Tatum, der nie einen eigenen Cent in seine Projekte investiert haben soll, durfte sich auch als politischer Geschichtslenker fühlen. Während des Putsches im August 1991 war es angeblich seiner Satellitentelefonleitung zu verdanken, dass der russische Präsident Jelzin mit Washington in Kontakt blieb. Doch 1992 wurde das Staatskomitee für Tourismus aufgelöst. Die Stadt Moskau übernahm dessen Anteile an Tatums Hotel. Zum geschäftsführenden Direktor des Radisson Slawjanskaja wird der Tschetschene Umar Dschabrailow ernannt, der immer mehr Geschäftspartner Tatums abwirbt. Die Stadtväter versuchen, das Hotel zu privatisieren – für 75 Millionen Dollar. Tatum, der ernsthaft erwägt, mitzubieten, bekommt Besuch vom georgischen Geschäftsmann Giwi Achobadse, der ihm versichert, durch eine siebenstellige Dollarsumme Schmiergeld könne er sich das Radisson Slawjanskaja sichern.
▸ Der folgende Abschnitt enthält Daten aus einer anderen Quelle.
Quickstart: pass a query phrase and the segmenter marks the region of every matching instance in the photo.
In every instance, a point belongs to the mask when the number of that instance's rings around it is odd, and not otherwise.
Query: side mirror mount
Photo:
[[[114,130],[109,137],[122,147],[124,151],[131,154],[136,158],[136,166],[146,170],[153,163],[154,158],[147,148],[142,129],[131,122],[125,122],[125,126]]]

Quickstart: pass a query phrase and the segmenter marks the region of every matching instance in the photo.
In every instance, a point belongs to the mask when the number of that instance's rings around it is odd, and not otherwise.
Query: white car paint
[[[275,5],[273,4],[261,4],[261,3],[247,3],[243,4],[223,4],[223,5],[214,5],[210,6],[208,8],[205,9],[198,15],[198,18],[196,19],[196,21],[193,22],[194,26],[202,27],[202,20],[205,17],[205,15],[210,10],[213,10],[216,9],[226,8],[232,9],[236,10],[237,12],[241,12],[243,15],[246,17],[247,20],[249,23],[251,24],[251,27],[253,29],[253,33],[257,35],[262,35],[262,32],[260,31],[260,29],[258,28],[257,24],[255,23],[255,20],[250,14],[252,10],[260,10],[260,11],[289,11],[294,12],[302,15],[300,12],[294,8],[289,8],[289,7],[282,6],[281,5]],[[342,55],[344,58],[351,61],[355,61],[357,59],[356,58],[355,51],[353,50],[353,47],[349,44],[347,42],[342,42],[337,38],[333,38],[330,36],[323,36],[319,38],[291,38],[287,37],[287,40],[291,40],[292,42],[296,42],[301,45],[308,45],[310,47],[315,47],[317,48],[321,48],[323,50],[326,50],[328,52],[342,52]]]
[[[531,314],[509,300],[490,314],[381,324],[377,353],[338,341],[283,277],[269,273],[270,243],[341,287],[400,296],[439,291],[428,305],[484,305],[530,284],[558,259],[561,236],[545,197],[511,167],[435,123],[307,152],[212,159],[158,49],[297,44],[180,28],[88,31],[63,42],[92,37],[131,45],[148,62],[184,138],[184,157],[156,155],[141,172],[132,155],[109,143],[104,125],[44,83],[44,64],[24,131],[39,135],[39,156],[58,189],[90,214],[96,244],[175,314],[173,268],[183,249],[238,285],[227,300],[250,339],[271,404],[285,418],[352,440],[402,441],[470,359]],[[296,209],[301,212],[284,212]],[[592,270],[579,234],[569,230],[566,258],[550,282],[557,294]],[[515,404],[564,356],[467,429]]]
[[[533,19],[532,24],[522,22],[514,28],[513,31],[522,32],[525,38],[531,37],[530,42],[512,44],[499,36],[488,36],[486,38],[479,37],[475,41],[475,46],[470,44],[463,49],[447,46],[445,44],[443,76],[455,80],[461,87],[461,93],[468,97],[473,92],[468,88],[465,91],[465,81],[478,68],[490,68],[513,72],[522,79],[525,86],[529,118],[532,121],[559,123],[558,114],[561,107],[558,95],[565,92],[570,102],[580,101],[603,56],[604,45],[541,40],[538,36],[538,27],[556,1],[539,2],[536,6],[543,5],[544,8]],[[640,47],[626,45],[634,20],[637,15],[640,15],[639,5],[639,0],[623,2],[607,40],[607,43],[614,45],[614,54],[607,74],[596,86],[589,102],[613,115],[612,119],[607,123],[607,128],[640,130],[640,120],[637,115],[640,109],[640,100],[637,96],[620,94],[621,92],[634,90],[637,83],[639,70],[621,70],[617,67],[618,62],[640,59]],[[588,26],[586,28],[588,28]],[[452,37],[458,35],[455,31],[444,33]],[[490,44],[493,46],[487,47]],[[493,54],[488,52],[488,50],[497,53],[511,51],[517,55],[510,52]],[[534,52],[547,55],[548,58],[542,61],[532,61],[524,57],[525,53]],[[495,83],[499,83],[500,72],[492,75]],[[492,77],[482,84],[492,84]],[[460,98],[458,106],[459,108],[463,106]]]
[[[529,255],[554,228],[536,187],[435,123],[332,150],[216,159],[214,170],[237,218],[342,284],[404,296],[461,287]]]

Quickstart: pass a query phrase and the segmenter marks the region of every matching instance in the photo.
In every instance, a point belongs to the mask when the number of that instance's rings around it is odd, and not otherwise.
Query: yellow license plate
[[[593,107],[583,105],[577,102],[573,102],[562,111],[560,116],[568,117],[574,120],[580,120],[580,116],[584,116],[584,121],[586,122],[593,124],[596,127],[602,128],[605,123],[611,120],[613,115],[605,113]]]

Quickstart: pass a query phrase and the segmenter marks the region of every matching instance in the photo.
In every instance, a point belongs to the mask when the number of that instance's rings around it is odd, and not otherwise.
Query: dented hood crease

Tatum war gewarnt. Am Valentinstag des Jahres 1995 wurde einer seiner Leibwächter von Messerstechern zusammengeschlagen, die ihrem Opfer auftrugen, er solle Paul ausrichten, es sei Zeit für ihn, nach Hause zurückzukehren. Doch der Amerikaner, der manchmal wie ein Mafioso auftrat und die Gesellschaft russischer Frauen genoss, blieb stur. Er reichte Schadensersatzklage gegen seine russischen Geschäftspartner ein. Er informierte den Sicherheitsdienst von Präsident Jelzin über Achobadses Erpressungsversuch. Tatum wurde jetzt offen bedroht. Botschaftsangestellte rieten ihm dringend, Russland zu verlassen. Tatum kam sich vor wie im Duell. Am 30. September 1996 druckte eine Moskauer Zeitung seinen offenen Brief an Bürgermeister Luschkow, worin der Amerikaner den Russen aufforderte, doch der Welt zu beweisen, dass in Moskau Verträge eingehalten würden. „Wo stehen Sie, Mister Luschkow?“ fragte der Unterzeichner Tatum, „im Schatten oder im Sonnenlicht?“

Einen Monat später, am Nachmittag des 3. November hatte Paul Tatum eine Verabredung in der Metrostation Kiewskaja direkt vor seinem Hotel. Als der Amerikaner mit seinen Leibwächtern eintraf, war der, den er erwartete, nicht da. Dafür trat ein Mann mit Kalaschnikow-Maschinenpistole auf ihn zu und feuerte aus fünf Meter Entfernung elf Schüsse auf ihn ab. Dann ließ er die Waffe fallen und verschwand. Die Leibwächter, die gar nicht versucht hatten, ihren Boss zu schützen, transportierten den Sterbenden ins nächste Krankenhaus. Tatums Leiche wurde verbrannt und im Moskauer Friedhof Kunzewo beigesetzt. Der Direktorsessel des Radisson-Slawjanskaja ging an seinen Gegenspieler Dschabrailow.

Das Grab von Paul Edward Tatum ist leicht zu finden. Es liegt am Verwaltungsgebäude nahe des Haupteingangs, umgeben von russischen Militärs, die im gleichen Jahr starben wie er. Die schwarzen Granitdenkmäler, in die Gesichter mit starrem Totemtierblick eingeätzt sind, umzingeln den schmalen Stein mit der weißen Marmorplatte und dem kleinen Foto eines lachenden Jungengesichts. Tatum hinterließ keine Witwe. Doch ab und zu bringt eine noch jugendliche Russin, erfährt man im Friedhofsbüro, dem Mann einen Kranz, der, wie ein amerikanischer Partner sagte, nie die lichtlosen Netzwerke verstand, denen dieses Land gehört.